Dedikten sonra elini saçımdan çekip beni korumaya doğru ittirdi. Tekrar mutfaktan içeri girdi ve evden çıkıyormuş gibi kapıyı açtı. Koruma beni bir ağacın arkasına sakladı. Buradan taehyungun polislerle konuştuğunu hem görüyor hemde duyuyordum.
"Hakkınızda şikayet var Taehyung bey.
Kim Jisoo'yu kaçirmaktan ötürü."
"Bunu neye dayanarak söylüyorsunuz memur bey?"
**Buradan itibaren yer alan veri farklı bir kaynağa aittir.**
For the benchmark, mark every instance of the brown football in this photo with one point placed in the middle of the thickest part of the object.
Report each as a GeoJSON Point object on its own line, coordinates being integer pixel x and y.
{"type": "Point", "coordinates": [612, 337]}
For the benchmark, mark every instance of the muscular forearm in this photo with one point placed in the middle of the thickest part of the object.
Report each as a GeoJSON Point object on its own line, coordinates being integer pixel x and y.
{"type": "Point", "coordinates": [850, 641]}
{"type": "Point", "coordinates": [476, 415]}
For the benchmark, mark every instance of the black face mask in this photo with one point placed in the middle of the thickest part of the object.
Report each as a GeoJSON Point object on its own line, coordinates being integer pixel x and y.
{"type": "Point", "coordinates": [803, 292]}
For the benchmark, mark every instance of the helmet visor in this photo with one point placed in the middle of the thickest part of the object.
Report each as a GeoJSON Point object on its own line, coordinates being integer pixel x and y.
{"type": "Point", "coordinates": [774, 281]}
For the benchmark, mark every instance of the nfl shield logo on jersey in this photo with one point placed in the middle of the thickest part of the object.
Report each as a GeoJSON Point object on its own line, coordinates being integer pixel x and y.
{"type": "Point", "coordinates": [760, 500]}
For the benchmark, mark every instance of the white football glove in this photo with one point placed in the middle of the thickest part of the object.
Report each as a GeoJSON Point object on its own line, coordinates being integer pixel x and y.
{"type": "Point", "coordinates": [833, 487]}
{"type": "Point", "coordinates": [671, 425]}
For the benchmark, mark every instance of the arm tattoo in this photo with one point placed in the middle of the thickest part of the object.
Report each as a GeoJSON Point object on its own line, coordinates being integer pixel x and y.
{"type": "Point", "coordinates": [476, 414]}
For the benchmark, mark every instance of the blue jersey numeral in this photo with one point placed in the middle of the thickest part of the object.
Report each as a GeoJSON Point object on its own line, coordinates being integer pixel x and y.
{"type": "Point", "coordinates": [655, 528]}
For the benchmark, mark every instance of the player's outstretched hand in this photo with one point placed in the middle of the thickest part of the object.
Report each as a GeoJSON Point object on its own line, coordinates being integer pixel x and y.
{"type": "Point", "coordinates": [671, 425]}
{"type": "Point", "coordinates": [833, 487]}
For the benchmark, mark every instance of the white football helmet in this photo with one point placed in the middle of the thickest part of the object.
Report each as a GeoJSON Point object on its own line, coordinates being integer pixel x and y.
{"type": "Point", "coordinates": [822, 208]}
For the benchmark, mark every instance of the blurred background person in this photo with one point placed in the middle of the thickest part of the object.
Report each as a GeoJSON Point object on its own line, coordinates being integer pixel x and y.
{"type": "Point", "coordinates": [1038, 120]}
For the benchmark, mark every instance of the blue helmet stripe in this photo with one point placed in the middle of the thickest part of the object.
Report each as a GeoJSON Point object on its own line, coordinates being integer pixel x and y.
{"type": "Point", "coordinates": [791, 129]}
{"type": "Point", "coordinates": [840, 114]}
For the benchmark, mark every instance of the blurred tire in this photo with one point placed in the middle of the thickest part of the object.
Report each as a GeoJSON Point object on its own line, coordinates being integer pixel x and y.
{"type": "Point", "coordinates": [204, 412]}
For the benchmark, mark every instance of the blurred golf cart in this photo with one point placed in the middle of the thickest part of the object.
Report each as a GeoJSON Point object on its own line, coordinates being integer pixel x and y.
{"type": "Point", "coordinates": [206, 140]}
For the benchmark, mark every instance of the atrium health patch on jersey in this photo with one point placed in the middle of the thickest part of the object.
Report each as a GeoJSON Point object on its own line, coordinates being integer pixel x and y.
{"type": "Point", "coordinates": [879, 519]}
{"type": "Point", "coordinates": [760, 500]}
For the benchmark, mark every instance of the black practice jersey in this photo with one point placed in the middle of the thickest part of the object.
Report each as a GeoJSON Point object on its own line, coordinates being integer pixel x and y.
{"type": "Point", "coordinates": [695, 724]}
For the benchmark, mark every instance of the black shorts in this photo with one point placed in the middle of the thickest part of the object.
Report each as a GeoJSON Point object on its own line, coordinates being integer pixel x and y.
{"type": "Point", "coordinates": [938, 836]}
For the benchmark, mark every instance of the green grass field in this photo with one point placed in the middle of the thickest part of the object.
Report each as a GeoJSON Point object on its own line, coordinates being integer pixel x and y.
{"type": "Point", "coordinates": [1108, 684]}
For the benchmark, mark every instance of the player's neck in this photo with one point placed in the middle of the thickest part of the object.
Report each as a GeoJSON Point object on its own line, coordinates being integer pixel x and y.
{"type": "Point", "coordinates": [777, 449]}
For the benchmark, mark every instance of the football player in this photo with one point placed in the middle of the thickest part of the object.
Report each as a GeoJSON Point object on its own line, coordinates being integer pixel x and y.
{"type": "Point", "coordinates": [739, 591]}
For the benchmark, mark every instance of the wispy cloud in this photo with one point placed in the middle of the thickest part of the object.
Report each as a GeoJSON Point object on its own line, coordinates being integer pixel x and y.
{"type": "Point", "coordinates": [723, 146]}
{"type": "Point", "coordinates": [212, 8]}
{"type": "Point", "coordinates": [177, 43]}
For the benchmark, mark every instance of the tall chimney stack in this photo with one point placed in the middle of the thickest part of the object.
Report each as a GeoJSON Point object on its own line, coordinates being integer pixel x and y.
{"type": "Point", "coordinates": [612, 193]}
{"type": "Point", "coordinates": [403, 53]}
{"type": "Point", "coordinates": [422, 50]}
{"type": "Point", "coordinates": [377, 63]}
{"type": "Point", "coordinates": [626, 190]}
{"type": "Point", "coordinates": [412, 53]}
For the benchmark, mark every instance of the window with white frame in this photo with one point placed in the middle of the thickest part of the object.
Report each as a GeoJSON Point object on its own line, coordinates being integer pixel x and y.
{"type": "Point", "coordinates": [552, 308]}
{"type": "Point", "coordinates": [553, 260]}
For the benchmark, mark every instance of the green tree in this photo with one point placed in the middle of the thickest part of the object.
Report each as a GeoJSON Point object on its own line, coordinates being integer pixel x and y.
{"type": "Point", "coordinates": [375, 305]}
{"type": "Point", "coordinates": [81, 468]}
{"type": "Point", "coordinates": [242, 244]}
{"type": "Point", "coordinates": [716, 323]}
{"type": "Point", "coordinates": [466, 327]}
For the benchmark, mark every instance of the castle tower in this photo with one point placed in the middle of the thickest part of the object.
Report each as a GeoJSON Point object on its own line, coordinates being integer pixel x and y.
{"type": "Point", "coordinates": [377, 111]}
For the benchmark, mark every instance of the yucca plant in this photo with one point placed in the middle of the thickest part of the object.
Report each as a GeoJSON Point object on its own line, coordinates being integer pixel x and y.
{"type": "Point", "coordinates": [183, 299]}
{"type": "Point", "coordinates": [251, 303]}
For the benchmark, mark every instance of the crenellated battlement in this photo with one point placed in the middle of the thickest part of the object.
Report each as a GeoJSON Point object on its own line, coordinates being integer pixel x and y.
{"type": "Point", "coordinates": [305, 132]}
"Annesi karakola başvurdu. Yaptığımız araştırmalarla defalarca kez okulunun önünde arabanızın görüntüsünü tespit ettik."
Annemin şikayet etmesine sevinirken Taehyung'da artık benim birşey yapmadığımı anlamişti. Kurtuluş yakınken bir o kadar da uzak geliyordu.
"Bu kadar mı yani? Sadece bu nedenden dolayı mı gecenin bir yarısı rahatsızlık veriyorsunuz?"
"Birde sınav günü kaçırılmış bununla bir bağlantınız var mı?"
"Bakın memur bey anladığım kadarıyla sınav günü benim kaçırdığıma dair bir kanıt yok elinizde. Yeterli bilgileri topladıktan sonra gelin. Kapim her zaman açik. Şimdi iyi geceler."
Dediğinde polisler başını sallayıp arabalarına geçti. Gözümden akan yaş bu adamın ellerinden kurtulamayacağimi birkez daha çarptı yüzüme. Taehyung bir bakışıyla yanımda ki korumayı gönderdi. Kolumdan tutup peşinden sürüklerken boşta kalan elimle gözlerimi sildim. Odaya girdiğimizde bakışlarımi yerden kaldırmadim. Bana yarım bıraktığını tamamlayacağını söylemişti.
"Ben birşey yapmadım."
"Biliyorum."
Deyip başımın üzerini öptü. Belimden tutup sarılınca karşılık verdim. Bunu gerçekten fazlasıyla yalnız hissettiğim için yapmıştım. Hiç kimsem yoktu. Yabancı biriyle yaşamak berbatti. Ailemi çok özlemiştim. Özellikle annemin şikayet etmediğini duyunca umut tohumlarım filizlenmişti. Beni unutmamıştı işte!
"Annem beni umursuyor."
"Bu seni umutlandırdi mi? Öyleyse boşuna seviniyorsun. Bil istedim."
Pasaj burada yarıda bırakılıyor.